Já realizou ou pensa em realizar modificações no corpo? Se sim, quais?
Atualmente tenho uma regra pessoal de não fazer modificações permanentes no corpo. E ainda assim, só fazer se for necessário para compor a imagem que quero atingir. O motivo é uma ética minha, a forma como eu entendo que o corpo deve ser tratado e também a forma como quero tratar meu crossdressing. As únicas “mexidas” que faço são a depilação e a “limpeza” das sobrancelhas.
Eu nem mesmo furo as orelhas. Tenho encontrado brincos de pressão que satisfazem o que busco, então estou OK assim.
Gostaria de deixar um recado para as outras meninas?
Sim!! Aproveitando o tema das modificações no corpo, gostaria de deixar um recado para as meninas que se descobriram trans ou apenas querem feminizar-se mais: por favor, não tomem hormônios ou bloqueadores de testosterona sem o devido acompanhamento médico. Tenho várias amigas com problemas sérios de saúde devido aos danos provocados por essas substâncias. Procurem o médico e se abram com ele. A comunidade médica está cada vez mais consciente dessa necessidade da população trans e vem se preparando para prestar um melhor atendimento.

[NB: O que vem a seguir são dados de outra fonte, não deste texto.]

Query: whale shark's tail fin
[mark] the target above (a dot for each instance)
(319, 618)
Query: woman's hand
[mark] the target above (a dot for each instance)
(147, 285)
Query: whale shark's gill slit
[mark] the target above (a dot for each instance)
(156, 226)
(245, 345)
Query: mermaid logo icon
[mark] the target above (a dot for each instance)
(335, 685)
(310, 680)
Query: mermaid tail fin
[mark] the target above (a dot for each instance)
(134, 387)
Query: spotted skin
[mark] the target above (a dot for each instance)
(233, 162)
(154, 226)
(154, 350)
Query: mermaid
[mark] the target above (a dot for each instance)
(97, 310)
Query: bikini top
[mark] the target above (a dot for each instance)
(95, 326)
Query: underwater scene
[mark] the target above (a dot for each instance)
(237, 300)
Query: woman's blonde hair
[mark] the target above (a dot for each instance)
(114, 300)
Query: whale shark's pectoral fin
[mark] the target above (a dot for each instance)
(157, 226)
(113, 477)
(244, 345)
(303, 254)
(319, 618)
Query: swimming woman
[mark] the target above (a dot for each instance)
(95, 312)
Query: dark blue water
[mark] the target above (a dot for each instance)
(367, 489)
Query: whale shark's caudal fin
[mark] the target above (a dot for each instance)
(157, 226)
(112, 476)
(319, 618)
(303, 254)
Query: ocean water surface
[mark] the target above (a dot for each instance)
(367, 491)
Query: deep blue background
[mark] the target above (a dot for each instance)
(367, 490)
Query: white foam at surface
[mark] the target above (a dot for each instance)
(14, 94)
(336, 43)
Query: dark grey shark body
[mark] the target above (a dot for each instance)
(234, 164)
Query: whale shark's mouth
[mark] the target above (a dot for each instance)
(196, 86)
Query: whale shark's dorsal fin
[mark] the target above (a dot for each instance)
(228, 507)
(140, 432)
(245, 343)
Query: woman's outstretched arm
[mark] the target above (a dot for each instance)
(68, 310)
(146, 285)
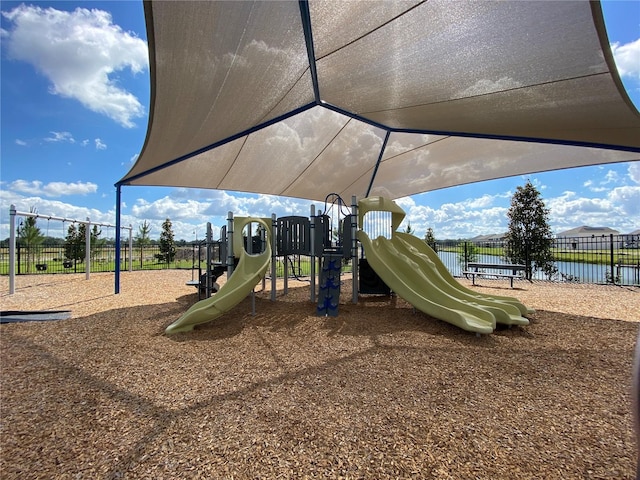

Outro recado, agora para as meninas que sofrem com a culpa e o medo e que também serve para mim mesma: não há nada de errado em se travestir e o crossdressing não é um defeito. Elaborem, desenvolvam, curtam, divirtam-se, sejam felizes! Parafraseando Rupaul:
Se você não se entende, como poderá entender outra pessoa?
Se você não se aceita, como poderá aceitar outra pessoa?
Se você não se ama, como poderá amar outra pessoa?